Question

A refrigerator works between $4^{\circ}C$ and $30^{\circ}C$. It is required to remove $600\, calories$ of heat every second in order to keep the temperature of the refrigerated space constant. The power required is : $(Take\, 1 \,cal\, =\, 4.2 \,Joules)$

• A. 23.65 W
• B. 236.5 W
• C. 2365 W
• D. 2.365 W

Answer 1

The Correct Option is B

To solve this problem, we need to determine the power required for the refrigerator to remove 600 calories of heat per second. We'll use the concept of the coefficient of performance (COP) for a refrigerator and basic energy conversion.

Step 1: Understand and Define COP for a Refrigerator

The coefficient of performance (COP) of a refrigerator is given by:

\text{COP} = \frac{Q_L}{W}

Where:

• Q_L is the heat removed from the cold reservoir (in Joules).
• W is the work done (in Joules).

The COP can also be expressed in terms of the temperatures of the hot (T_H) and cold (T_L) reservoirs (in Kelvin):

\text{COP} = \frac{T_L}{T_H - T_L}

Step 2: Convert Temperatures to Kelvin

The refrigerator operates between 4^{\circ}C and 30^{\circ}C. Convert these to Kelvin:

• T_L = 4 + 273 = 277\, \text{K}
• T_H = 30 + 273 = 303\, \text{K}

Step 3: Calculate COP

Using the formula for COP:

\text{COP} = \frac{277}{303 - 277} = \frac{277}{26}

\text{COP} \approx 10.65

Step 4: Convert Heat Removed to Joules

The refrigerator removes 600 calories of heat every second.
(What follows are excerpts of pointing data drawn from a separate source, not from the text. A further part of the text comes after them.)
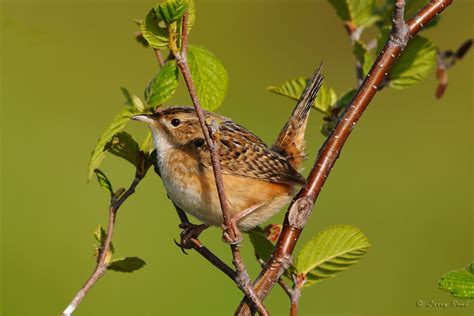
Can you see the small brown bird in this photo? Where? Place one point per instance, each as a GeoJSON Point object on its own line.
{"type": "Point", "coordinates": [258, 180]}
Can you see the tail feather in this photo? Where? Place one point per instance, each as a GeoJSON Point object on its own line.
{"type": "Point", "coordinates": [290, 142]}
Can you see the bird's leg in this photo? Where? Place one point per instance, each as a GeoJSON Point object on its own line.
{"type": "Point", "coordinates": [233, 222]}
{"type": "Point", "coordinates": [189, 232]}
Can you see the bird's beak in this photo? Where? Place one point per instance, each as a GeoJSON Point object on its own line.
{"type": "Point", "coordinates": [145, 118]}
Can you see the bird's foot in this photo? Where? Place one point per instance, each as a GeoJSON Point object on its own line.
{"type": "Point", "coordinates": [188, 233]}
{"type": "Point", "coordinates": [227, 235]}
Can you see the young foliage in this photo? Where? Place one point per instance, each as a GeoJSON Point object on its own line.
{"type": "Point", "coordinates": [359, 13]}
{"type": "Point", "coordinates": [154, 28]}
{"type": "Point", "coordinates": [163, 85]}
{"type": "Point", "coordinates": [127, 264]}
{"type": "Point", "coordinates": [170, 10]}
{"type": "Point", "coordinates": [460, 283]}
{"type": "Point", "coordinates": [209, 76]}
{"type": "Point", "coordinates": [119, 122]}
{"type": "Point", "coordinates": [414, 65]}
{"type": "Point", "coordinates": [104, 181]}
{"type": "Point", "coordinates": [132, 100]}
{"type": "Point", "coordinates": [154, 31]}
{"type": "Point", "coordinates": [334, 249]}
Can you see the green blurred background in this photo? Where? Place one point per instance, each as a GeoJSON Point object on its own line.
{"type": "Point", "coordinates": [405, 177]}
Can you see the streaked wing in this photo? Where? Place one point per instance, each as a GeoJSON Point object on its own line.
{"type": "Point", "coordinates": [244, 154]}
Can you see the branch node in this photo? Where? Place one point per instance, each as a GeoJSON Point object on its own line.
{"type": "Point", "coordinates": [299, 212]}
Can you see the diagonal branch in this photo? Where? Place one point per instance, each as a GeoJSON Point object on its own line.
{"type": "Point", "coordinates": [300, 209]}
{"type": "Point", "coordinates": [209, 130]}
{"type": "Point", "coordinates": [101, 266]}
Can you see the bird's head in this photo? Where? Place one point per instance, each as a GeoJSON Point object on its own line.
{"type": "Point", "coordinates": [177, 125]}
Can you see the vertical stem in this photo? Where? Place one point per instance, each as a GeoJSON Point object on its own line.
{"type": "Point", "coordinates": [101, 266]}
{"type": "Point", "coordinates": [242, 277]}
{"type": "Point", "coordinates": [305, 199]}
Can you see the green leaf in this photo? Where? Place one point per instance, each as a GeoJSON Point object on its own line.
{"type": "Point", "coordinates": [325, 100]}
{"type": "Point", "coordinates": [334, 249]}
{"type": "Point", "coordinates": [147, 146]}
{"type": "Point", "coordinates": [128, 264]}
{"type": "Point", "coordinates": [163, 86]}
{"type": "Point", "coordinates": [262, 246]}
{"type": "Point", "coordinates": [124, 146]}
{"type": "Point", "coordinates": [104, 181]}
{"type": "Point", "coordinates": [191, 14]}
{"type": "Point", "coordinates": [415, 62]}
{"type": "Point", "coordinates": [361, 13]}
{"type": "Point", "coordinates": [154, 28]}
{"type": "Point", "coordinates": [155, 33]}
{"type": "Point", "coordinates": [116, 126]}
{"type": "Point", "coordinates": [132, 100]}
{"type": "Point", "coordinates": [171, 10]}
{"type": "Point", "coordinates": [460, 283]}
{"type": "Point", "coordinates": [209, 76]}
{"type": "Point", "coordinates": [363, 56]}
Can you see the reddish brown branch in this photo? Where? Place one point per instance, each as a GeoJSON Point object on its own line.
{"type": "Point", "coordinates": [101, 266]}
{"type": "Point", "coordinates": [300, 209]}
{"type": "Point", "coordinates": [298, 283]}
{"type": "Point", "coordinates": [209, 130]}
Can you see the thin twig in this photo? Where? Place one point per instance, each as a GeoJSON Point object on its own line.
{"type": "Point", "coordinates": [242, 277]}
{"type": "Point", "coordinates": [204, 251]}
{"type": "Point", "coordinates": [298, 283]}
{"type": "Point", "coordinates": [300, 209]}
{"type": "Point", "coordinates": [101, 266]}
{"type": "Point", "coordinates": [354, 35]}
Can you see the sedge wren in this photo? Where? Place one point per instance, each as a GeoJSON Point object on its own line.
{"type": "Point", "coordinates": [258, 180]}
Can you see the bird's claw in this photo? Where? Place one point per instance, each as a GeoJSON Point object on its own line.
{"type": "Point", "coordinates": [188, 233]}
{"type": "Point", "coordinates": [226, 237]}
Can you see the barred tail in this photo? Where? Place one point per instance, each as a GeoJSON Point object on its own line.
{"type": "Point", "coordinates": [290, 142]}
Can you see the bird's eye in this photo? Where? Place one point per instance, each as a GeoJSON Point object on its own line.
{"type": "Point", "coordinates": [175, 122]}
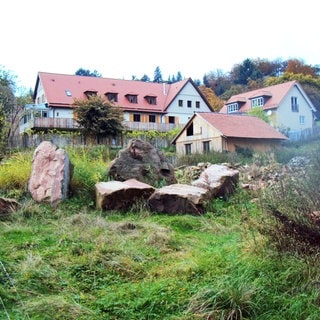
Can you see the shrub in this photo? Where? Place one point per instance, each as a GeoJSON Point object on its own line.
{"type": "Point", "coordinates": [291, 209]}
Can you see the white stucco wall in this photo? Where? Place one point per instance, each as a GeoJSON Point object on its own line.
{"type": "Point", "coordinates": [288, 119]}
{"type": "Point", "coordinates": [202, 131]}
{"type": "Point", "coordinates": [184, 113]}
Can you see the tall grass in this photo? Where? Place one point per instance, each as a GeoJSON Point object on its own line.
{"type": "Point", "coordinates": [74, 262]}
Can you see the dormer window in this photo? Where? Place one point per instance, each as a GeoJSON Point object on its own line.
{"type": "Point", "coordinates": [151, 99]}
{"type": "Point", "coordinates": [233, 107]}
{"type": "Point", "coordinates": [112, 96]}
{"type": "Point", "coordinates": [90, 93]}
{"type": "Point", "coordinates": [132, 98]}
{"type": "Point", "coordinates": [257, 102]}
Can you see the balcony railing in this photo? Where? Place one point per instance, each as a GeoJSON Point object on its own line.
{"type": "Point", "coordinates": [71, 124]}
{"type": "Point", "coordinates": [145, 126]}
{"type": "Point", "coordinates": [49, 123]}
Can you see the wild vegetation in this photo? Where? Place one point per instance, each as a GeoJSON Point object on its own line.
{"type": "Point", "coordinates": [237, 261]}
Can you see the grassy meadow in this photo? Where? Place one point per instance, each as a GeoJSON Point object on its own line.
{"type": "Point", "coordinates": [237, 261]}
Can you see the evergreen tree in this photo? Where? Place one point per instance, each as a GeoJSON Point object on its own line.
{"type": "Point", "coordinates": [157, 75]}
{"type": "Point", "coordinates": [98, 118]}
{"type": "Point", "coordinates": [87, 73]}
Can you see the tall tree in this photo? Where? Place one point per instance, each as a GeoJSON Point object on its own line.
{"type": "Point", "coordinates": [145, 78]}
{"type": "Point", "coordinates": [298, 66]}
{"type": "Point", "coordinates": [157, 75]}
{"type": "Point", "coordinates": [98, 117]}
{"type": "Point", "coordinates": [241, 73]}
{"type": "Point", "coordinates": [179, 76]}
{"type": "Point", "coordinates": [88, 73]}
{"type": "Point", "coordinates": [8, 108]}
{"type": "Point", "coordinates": [213, 100]}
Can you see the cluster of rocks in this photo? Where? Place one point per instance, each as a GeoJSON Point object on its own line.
{"type": "Point", "coordinates": [140, 172]}
{"type": "Point", "coordinates": [140, 168]}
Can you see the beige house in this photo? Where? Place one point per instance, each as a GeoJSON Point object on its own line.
{"type": "Point", "coordinates": [145, 105]}
{"type": "Point", "coordinates": [210, 131]}
{"type": "Point", "coordinates": [287, 106]}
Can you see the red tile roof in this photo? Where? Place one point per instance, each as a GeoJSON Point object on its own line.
{"type": "Point", "coordinates": [274, 95]}
{"type": "Point", "coordinates": [241, 126]}
{"type": "Point", "coordinates": [55, 86]}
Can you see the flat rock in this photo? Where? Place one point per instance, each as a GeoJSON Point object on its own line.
{"type": "Point", "coordinates": [121, 195]}
{"type": "Point", "coordinates": [179, 199]}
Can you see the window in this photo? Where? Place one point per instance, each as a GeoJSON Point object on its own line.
{"type": "Point", "coordinates": [136, 117]}
{"type": "Point", "coordinates": [151, 99]}
{"type": "Point", "coordinates": [171, 119]}
{"type": "Point", "coordinates": [257, 102]}
{"type": "Point", "coordinates": [206, 146]}
{"type": "Point", "coordinates": [190, 130]}
{"type": "Point", "coordinates": [188, 148]}
{"type": "Point", "coordinates": [112, 96]}
{"type": "Point", "coordinates": [152, 118]}
{"type": "Point", "coordinates": [89, 93]}
{"type": "Point", "coordinates": [132, 98]}
{"type": "Point", "coordinates": [302, 119]}
{"type": "Point", "coordinates": [294, 104]}
{"type": "Point", "coordinates": [233, 107]}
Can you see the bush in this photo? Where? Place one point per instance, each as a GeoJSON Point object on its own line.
{"type": "Point", "coordinates": [291, 209]}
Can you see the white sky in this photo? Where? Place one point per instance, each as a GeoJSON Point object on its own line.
{"type": "Point", "coordinates": [121, 38]}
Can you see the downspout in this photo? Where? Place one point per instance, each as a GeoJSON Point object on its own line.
{"type": "Point", "coordinates": [225, 143]}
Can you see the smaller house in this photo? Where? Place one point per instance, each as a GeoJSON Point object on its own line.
{"type": "Point", "coordinates": [210, 131]}
{"type": "Point", "coordinates": [287, 106]}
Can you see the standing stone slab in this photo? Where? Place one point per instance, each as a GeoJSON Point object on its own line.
{"type": "Point", "coordinates": [117, 195]}
{"type": "Point", "coordinates": [179, 199]}
{"type": "Point", "coordinates": [50, 174]}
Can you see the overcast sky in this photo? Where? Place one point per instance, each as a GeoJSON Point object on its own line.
{"type": "Point", "coordinates": [122, 38]}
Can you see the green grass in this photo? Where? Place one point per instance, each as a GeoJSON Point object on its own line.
{"type": "Point", "coordinates": [75, 262]}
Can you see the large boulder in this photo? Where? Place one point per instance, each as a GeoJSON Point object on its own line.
{"type": "Point", "coordinates": [118, 195]}
{"type": "Point", "coordinates": [143, 162]}
{"type": "Point", "coordinates": [219, 179]}
{"type": "Point", "coordinates": [50, 174]}
{"type": "Point", "coordinates": [179, 199]}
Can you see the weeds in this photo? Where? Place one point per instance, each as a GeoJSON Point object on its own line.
{"type": "Point", "coordinates": [75, 262]}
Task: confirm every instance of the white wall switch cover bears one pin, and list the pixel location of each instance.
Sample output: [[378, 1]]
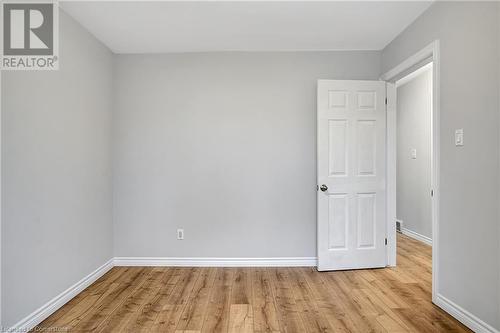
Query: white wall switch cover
[[459, 137], [180, 234]]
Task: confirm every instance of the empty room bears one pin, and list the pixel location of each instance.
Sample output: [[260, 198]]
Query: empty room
[[250, 166]]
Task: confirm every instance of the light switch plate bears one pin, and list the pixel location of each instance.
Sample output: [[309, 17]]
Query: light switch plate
[[459, 137]]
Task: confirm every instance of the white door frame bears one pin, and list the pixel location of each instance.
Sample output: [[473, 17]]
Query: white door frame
[[429, 53]]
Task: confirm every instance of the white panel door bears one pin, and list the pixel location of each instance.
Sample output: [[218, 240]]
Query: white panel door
[[351, 174]]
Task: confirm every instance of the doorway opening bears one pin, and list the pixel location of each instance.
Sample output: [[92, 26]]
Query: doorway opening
[[413, 155]]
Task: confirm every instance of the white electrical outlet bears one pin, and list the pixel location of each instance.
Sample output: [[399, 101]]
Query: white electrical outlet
[[459, 137], [180, 234]]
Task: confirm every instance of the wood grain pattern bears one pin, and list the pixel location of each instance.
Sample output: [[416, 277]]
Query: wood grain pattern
[[163, 299]]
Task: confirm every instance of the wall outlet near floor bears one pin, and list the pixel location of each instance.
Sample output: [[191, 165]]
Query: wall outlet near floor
[[459, 137], [180, 234]]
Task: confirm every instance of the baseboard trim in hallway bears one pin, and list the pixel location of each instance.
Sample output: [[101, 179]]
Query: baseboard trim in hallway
[[43, 312], [216, 262], [464, 316], [416, 236]]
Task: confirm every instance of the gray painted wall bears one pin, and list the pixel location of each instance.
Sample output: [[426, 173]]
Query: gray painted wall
[[224, 146], [56, 183], [468, 232], [414, 111]]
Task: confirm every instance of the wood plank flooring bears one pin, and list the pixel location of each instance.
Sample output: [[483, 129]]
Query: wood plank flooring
[[179, 299]]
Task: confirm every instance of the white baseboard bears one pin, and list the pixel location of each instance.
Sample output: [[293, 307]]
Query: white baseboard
[[465, 317], [216, 262], [416, 236], [39, 315]]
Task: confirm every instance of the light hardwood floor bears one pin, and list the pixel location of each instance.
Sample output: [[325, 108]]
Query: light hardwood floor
[[161, 299]]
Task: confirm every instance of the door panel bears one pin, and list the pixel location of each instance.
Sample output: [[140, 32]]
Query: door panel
[[351, 165]]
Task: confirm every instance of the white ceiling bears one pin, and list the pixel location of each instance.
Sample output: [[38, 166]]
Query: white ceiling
[[187, 26]]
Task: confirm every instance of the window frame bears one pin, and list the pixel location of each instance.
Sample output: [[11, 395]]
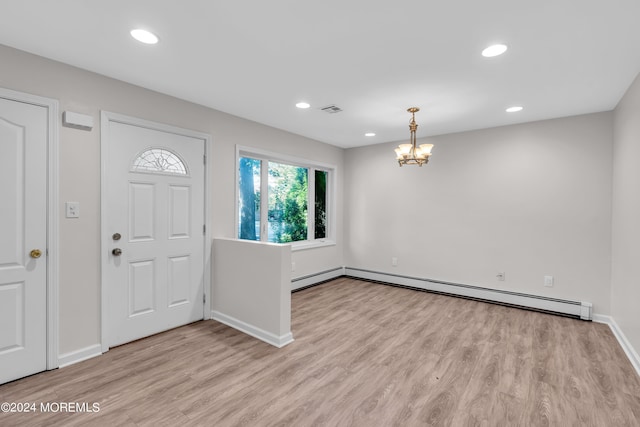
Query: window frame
[[267, 156]]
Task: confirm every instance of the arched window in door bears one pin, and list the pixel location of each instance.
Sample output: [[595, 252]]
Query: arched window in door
[[159, 160]]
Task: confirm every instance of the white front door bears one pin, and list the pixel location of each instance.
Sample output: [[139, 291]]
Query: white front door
[[155, 230], [23, 239]]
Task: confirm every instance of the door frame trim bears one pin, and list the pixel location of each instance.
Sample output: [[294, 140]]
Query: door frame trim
[[52, 106], [106, 117]]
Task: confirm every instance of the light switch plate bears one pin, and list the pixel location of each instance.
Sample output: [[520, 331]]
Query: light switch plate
[[72, 209]]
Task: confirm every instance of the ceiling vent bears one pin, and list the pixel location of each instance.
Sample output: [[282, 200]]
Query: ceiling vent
[[331, 109]]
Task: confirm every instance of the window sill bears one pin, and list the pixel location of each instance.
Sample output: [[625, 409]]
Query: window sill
[[301, 246]]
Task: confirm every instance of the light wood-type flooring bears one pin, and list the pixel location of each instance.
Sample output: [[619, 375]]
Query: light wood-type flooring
[[364, 354]]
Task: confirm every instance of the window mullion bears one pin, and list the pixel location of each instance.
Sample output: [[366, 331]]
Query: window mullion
[[264, 200], [311, 203]]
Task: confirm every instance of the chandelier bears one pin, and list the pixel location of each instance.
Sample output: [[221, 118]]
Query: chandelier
[[409, 154]]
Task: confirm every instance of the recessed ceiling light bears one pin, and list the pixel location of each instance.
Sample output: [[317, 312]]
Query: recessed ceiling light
[[494, 50], [144, 36]]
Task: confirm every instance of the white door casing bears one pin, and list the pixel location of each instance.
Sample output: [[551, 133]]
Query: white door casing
[[28, 275], [154, 198]]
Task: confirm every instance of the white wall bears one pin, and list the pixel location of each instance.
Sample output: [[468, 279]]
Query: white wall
[[255, 299], [625, 277], [529, 200], [88, 93]]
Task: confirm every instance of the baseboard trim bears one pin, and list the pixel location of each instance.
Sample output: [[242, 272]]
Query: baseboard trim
[[303, 282], [577, 309], [81, 355], [254, 331], [628, 349]]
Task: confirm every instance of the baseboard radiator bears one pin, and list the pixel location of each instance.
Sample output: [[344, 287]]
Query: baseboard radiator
[[577, 309]]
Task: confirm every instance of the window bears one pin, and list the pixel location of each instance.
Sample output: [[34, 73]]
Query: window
[[283, 200], [159, 160]]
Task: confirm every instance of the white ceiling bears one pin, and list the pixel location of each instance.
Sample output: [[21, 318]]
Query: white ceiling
[[372, 58]]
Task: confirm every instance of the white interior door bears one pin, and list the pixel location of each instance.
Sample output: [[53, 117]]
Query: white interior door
[[155, 229], [23, 242]]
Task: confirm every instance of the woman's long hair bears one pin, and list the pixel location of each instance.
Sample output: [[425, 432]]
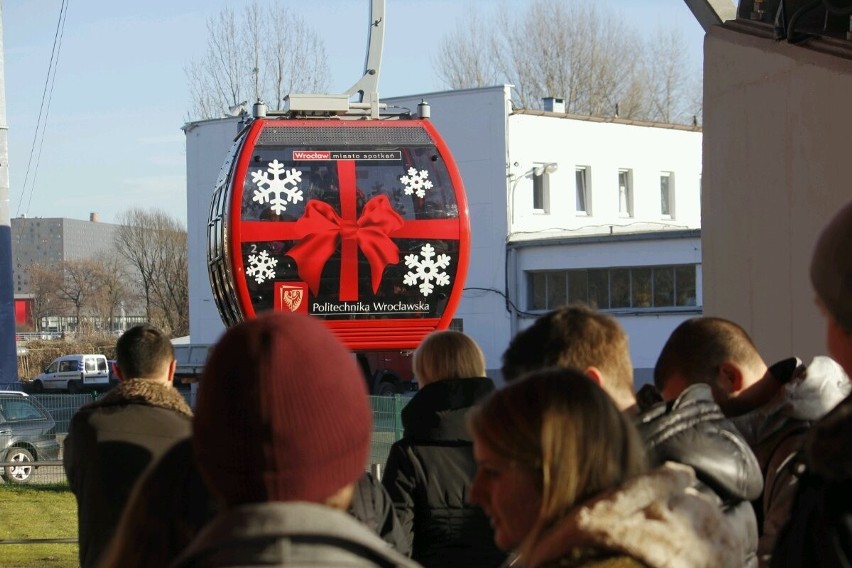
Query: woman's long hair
[[448, 355], [562, 425]]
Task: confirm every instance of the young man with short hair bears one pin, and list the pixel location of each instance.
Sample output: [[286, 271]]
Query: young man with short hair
[[773, 407], [113, 440], [691, 430], [820, 529]]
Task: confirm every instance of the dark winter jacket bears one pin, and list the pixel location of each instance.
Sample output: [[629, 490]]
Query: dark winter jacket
[[110, 443], [819, 533], [776, 432], [372, 505], [428, 476], [288, 534], [692, 430]]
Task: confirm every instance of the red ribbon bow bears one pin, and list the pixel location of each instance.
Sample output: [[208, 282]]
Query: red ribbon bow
[[322, 228]]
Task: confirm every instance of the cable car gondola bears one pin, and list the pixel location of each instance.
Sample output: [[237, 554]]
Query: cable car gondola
[[351, 215]]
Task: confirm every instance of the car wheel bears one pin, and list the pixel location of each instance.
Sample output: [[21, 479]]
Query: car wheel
[[19, 473]]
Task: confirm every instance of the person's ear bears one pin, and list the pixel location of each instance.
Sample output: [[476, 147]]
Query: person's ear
[[594, 374], [730, 377]]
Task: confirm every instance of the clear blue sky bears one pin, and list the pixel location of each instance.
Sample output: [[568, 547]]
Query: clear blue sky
[[113, 134]]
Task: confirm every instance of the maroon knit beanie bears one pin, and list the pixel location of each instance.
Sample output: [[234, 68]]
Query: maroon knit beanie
[[282, 413]]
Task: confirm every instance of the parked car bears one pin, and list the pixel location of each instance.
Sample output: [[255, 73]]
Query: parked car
[[74, 373], [27, 434]]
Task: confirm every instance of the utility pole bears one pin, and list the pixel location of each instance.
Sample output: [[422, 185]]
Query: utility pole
[[8, 351]]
Convert this to Joules:

600 \, \text{cal} \times 4.2 \, \text{J/cal} = 2520 \, \text{J}

Step 5: Calculate Work Done

Using the COP formula W = \frac{Q_L}{\text{COP}}:

W = \frac{2520 \, \text{J}}{10.65} \approx 236.51 \, \text{W}

Conclusion:

The power required for the refrigerator is approximately 236.5 W. Therefore, the correct answer is:

236.5 \, \text{W}